R&D Profile: Integrated Thermal Modulation and Deflection of Viscous Microjets with Applications to Continuous Inkjet Printing: E. Furlani, Eastman Ko
Boston, MA | Posted on May 22nd, 2008
Overview Courtesy of Dr. Edward P. Furlani, Senior Principal Scientist, Device Physics and Simulation, Eastman Kodak Research Laboratories
Dr. Furlani is a featured speaker at next month's NSTI Nanotech 2008 conference
Researchers at Eastman Kodak have recently developed a novel CMOS/MEMS microfluidic device that enables the controlled production and redirection of streams of picoliter-sized droplets at frequency rates in the hundreds of kilohertz range [1]. This device consists of a pressurized reservoir that feeds a micro-nozzle manifold with hundreds of active orifices, each of which produces a continuous jet of fluid. An integrated cylindrical blocking structure is suspended beneath each orifice as shown in Fig. 1. This structure splits the flow from the reservoir into two opposing flows that merge immediately beneath an orifice to form the jet. Each microjet is subjected to thermal modulation as it exits the orifice, which causes the formation of droplets downstream. Controlled thermal modulation is achieved using individually addressable resistive heater elements that are integrated into the nozzle plate around each orifice, and also into the suspended blocking structure. The heaters are configured to enable symmetric or asymmetric heating. Modulated symmetric heating produces a straight stream of droplets whereas asymmetric heating causes the stream to deflect as shown in Fig. 1 (a) and (b).

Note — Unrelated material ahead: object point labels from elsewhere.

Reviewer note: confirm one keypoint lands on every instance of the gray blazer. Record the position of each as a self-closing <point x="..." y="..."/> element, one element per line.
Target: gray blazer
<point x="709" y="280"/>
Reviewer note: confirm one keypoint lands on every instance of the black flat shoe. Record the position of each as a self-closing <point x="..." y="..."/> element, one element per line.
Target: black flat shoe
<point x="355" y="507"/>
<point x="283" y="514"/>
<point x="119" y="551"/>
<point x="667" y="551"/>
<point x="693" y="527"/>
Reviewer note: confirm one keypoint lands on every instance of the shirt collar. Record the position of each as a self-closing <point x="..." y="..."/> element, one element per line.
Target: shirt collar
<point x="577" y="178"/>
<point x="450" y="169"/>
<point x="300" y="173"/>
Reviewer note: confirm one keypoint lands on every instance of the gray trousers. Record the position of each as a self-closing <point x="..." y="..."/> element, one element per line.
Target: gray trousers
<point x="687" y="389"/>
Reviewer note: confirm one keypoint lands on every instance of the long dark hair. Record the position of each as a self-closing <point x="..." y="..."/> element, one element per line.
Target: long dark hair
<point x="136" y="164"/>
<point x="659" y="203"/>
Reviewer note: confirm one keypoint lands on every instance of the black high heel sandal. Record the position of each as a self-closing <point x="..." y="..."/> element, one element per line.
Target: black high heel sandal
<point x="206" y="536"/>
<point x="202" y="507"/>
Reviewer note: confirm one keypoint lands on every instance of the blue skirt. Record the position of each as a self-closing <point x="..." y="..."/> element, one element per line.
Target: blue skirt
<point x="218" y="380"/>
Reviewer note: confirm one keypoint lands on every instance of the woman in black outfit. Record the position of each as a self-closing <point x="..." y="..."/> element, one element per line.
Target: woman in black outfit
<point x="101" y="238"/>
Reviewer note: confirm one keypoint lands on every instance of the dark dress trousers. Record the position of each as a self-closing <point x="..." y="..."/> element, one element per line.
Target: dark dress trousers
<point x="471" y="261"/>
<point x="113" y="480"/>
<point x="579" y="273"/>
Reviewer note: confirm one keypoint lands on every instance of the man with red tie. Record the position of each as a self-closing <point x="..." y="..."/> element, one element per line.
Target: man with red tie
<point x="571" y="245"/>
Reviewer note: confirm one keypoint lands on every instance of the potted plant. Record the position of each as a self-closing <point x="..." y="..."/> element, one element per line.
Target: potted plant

The ability to generate and redirect droplets at the microscale is useful for numerous applications including continuous inkjet printing in which only a fraction of the generated droplets are used to render an image; unused droplets are guttered and recirculated to the reservoir. The integrated CMOS-based thermal modulation and deflection capability of this novel device represents distinct advantages over conventional continuous inkjet printing systems that rely on piezoelectric driven droplet generation and electrostatic deflection that requires charged droplets. The advantages of this technology include a high level of integration, individually addressable orifices, which enable selective droplet generation and deflection at each orifice, low power consumption, and high reliability with low cost due to microfabrication processing. Further work is planned to characterize the performance of the device for various fluids and to increase the frequency response and resolution of the droplet generation.
[1] C.N. Delametter, J.M. Chwalek, and D.P. Trauernicht, "Deflection Enhancement for Continuous Ink Jet printers," U.S.Patent 6,497,510, Issued Dec. 24, 2002. [2] E. P. Furlani, "Temporal instability of viscous liquid microjets with spatially varying surface tension," J. Phys. A: Math. and Gen. 38, 263-276, 2005. [3] E. P. Furlani, B. G. Price, G. Hawkins, and A. G. Lopez, "Thermally Induced Marangoni Instability of Liquid Microjets with Application to Continuous Inkjet Printing", Proc. NSTI Nanotechnology Conference, 2006. [4] E. P. Furlani and K. C. Ng, "Numerical Analysis of Nonlinear Deformation and Breakup of Slender Microjets with Application to Continuous Inkjet Printing", Proc. NSTI Nanotechnology Conference, 2007.